Haul Bahm's Cinema Selections, and more

Much like how Cuba has deep cultural riches in its music and dance, Iran is famous for its world-class cinema.  These in particular are very poetic and insightful, in terms of the sensibilities and spirit of Iranian people.

The Cow by Dariush Mehrjui, 1969
(A powerful, visually poetic film on deprivation and freedom)

A Taste of Cherry by Abbas Kiarostami
(A man gazes at the sweetness of life while contemplating suicide)

The Silence by Moshen Makmalbaf, 1998
(A distractable, imaginative blind boy navigates work and life through sound)

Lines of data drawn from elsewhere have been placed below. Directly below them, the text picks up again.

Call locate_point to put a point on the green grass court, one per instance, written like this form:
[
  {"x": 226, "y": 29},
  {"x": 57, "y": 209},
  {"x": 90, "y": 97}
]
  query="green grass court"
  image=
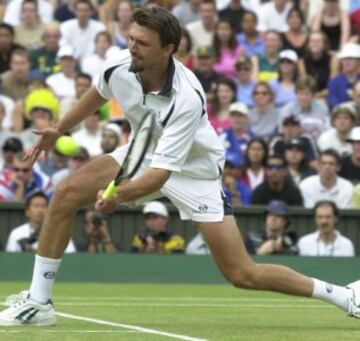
[{"x": 186, "y": 312}]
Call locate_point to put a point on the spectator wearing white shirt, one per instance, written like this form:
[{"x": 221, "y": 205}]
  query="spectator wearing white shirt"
[
  {"x": 93, "y": 64},
  {"x": 343, "y": 118},
  {"x": 63, "y": 82},
  {"x": 13, "y": 11},
  {"x": 24, "y": 238},
  {"x": 273, "y": 15},
  {"x": 326, "y": 241},
  {"x": 327, "y": 185},
  {"x": 80, "y": 33},
  {"x": 202, "y": 31}
]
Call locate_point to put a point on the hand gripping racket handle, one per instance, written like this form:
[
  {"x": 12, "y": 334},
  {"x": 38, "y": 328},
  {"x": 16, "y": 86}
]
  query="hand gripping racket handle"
[{"x": 110, "y": 190}]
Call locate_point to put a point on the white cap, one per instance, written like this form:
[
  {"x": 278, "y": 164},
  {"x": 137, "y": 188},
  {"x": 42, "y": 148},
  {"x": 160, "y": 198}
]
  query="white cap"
[
  {"x": 288, "y": 54},
  {"x": 114, "y": 128},
  {"x": 239, "y": 108},
  {"x": 349, "y": 50},
  {"x": 157, "y": 208},
  {"x": 354, "y": 135},
  {"x": 65, "y": 51}
]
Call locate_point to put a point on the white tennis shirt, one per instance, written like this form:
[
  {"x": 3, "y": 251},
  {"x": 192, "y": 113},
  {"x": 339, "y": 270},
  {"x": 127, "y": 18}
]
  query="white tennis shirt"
[{"x": 184, "y": 141}]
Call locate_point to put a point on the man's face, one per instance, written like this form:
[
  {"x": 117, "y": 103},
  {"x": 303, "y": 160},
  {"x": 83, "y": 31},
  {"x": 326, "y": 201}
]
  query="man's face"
[
  {"x": 20, "y": 66},
  {"x": 6, "y": 39},
  {"x": 145, "y": 48},
  {"x": 328, "y": 167},
  {"x": 155, "y": 222},
  {"x": 275, "y": 225},
  {"x": 109, "y": 141},
  {"x": 22, "y": 169},
  {"x": 325, "y": 219},
  {"x": 37, "y": 210}
]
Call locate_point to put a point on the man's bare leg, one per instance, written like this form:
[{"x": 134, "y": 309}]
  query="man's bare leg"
[
  {"x": 230, "y": 255},
  {"x": 76, "y": 191}
]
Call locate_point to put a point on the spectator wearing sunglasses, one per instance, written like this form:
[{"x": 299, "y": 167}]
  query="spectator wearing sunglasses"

The Runner by Amir Naderi, 1985
(The triumph and education of a street orphan in the Persian Gulf)

A Time for Drunken Horses by Bahman Ghobadi, 2000
(An arresting story of an elderly Iranian Kurdish man, accompanied by his two musician sons, trying to locate his wife near the border)

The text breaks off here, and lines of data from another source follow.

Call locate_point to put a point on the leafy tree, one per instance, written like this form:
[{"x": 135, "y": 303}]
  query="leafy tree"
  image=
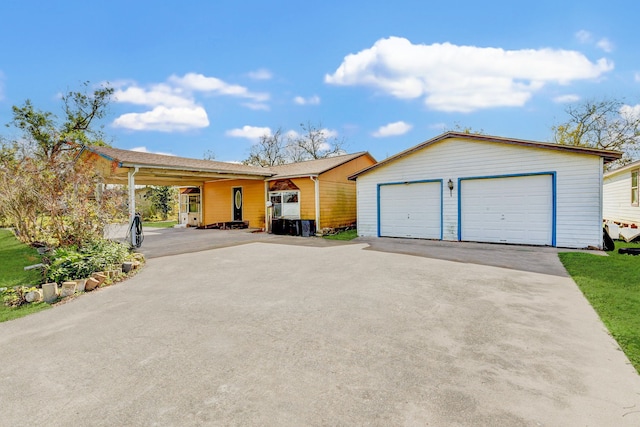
[
  {"x": 163, "y": 198},
  {"x": 47, "y": 139},
  {"x": 607, "y": 124},
  {"x": 46, "y": 193}
]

Still Life by Sohrab Shahid Saless, 1974
(A silent and poetic portrait of an aging couple, living in remote Iran)

Baran by Majid Majidi, 2001
(An unlikely love story, and a perfect expression of "romantic" love, Iranian-style)

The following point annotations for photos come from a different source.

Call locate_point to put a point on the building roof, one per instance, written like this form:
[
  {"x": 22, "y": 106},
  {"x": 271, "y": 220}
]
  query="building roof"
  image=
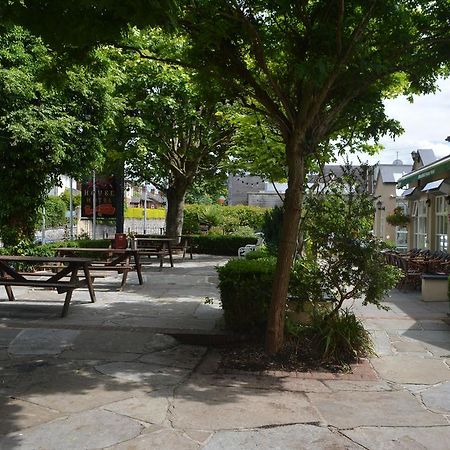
[
  {"x": 391, "y": 173},
  {"x": 435, "y": 168},
  {"x": 423, "y": 157}
]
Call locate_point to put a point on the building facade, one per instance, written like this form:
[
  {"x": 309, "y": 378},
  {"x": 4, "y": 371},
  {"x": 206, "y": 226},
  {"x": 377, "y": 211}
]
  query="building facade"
[{"x": 428, "y": 197}]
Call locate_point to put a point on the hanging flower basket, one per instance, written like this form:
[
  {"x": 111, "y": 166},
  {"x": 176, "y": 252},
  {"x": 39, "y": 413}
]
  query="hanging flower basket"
[{"x": 398, "y": 218}]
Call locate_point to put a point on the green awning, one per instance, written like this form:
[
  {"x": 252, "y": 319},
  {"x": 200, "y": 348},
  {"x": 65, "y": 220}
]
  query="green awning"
[{"x": 436, "y": 168}]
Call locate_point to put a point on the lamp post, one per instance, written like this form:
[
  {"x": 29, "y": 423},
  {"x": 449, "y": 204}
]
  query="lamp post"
[
  {"x": 144, "y": 189},
  {"x": 94, "y": 206},
  {"x": 71, "y": 208}
]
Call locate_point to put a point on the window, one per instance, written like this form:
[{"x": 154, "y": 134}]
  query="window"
[
  {"x": 441, "y": 224},
  {"x": 401, "y": 233},
  {"x": 420, "y": 224}
]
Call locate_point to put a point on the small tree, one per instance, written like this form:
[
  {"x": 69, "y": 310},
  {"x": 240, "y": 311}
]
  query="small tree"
[
  {"x": 348, "y": 259},
  {"x": 179, "y": 131}
]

Grass:  A Nation's Battle for Life by Richard Carver and Terry
Ramsaye, 1925
(The first documentary of Iran ever made by Westerners.   An epic mountain crossing of the Bakhtiari tribe to find grazing pastures.)

The best English-subtitle distributor for these films is ParsVideo.  Your
local library can order these via:

(818) 881-4881
18740 Oxnard Street, Suite 303
Tarzana, CA 91356

I do hope some of these films make the permanent collection of your local
library.  They are all treasures of world cinema.


Note:  Sam and Ruth also suggest "The Children of Heaven" (1999),  a bittersweet story of two poor children in Tehran, making do with one pair of shoes. We enjoyed seeing it some years ago, and want to see it again.   Find it at Amazon or Netflix.